Many of the Mariinsky dancers scattered across Europe in the early twentieth century and the ballet re-appeared, first in Budapest in 1927 and then in London in 1934. 

It took an American showman, however, to bring The Nutcracker fully back into the light. In 1940, Walt Disney used the entire Tchaikovsky score in Fantasia, bringing the music to a huge new audience. On Christmas Eve 1944 the San Francisco Ballet performed the first complete version of the ballet and in 1954 George Balanchine’s New York production turned the ballet into the classic Land of Snow and Kingdom of Sweets version we recognise today. Where America went, the rest of the world followed: more companies have performed The Nutcracker than any other ballet. In 2015 the Royal Ballet December production was beamed live to 2000 cinemas and, according to Daniel J Wakin of the New York Times, its holiday run “is generally the foundation of an American dance company”.

Why has The Nutcracker become so popular that even non-ballet fans, who would run a mile at a suggestion of an evening with Les Sylphides, are happy to be dragged along? 

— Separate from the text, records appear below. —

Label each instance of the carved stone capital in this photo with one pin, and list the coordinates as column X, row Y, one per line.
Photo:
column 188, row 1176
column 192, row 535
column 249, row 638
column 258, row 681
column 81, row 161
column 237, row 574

Perhaps because it truly is family-friendly: it has parts for over 35 children; a pattern of short, highly-charged dances and watered-down cute mice and dancing toys. Perhaps because, in the words of Isabel McMeekan, founder of Everyday Ballet and a former dancer, it is“the eternal fantasy of Christmas come to life on stage…the girl, the guy, the dream, the magic tree that grows to 7 feet, the glittery snowflakes.” Or perhaps because it has proved so adaptable. As well as traditional outings, there have been hip-hop, LGBT and Jewish versions and, my own personal favourite, Matthew Bourne’s Dickensian orphanage with its pyjama-clad cupids and cast of very wicked sweets (check out the exceedingly sticky Knickerbocker Glory). 

And in that, I think, lies the ballet’s endurance – to paraphrase one supermarket’s ad: however you do Christmas, there’s a Nutcracker for you.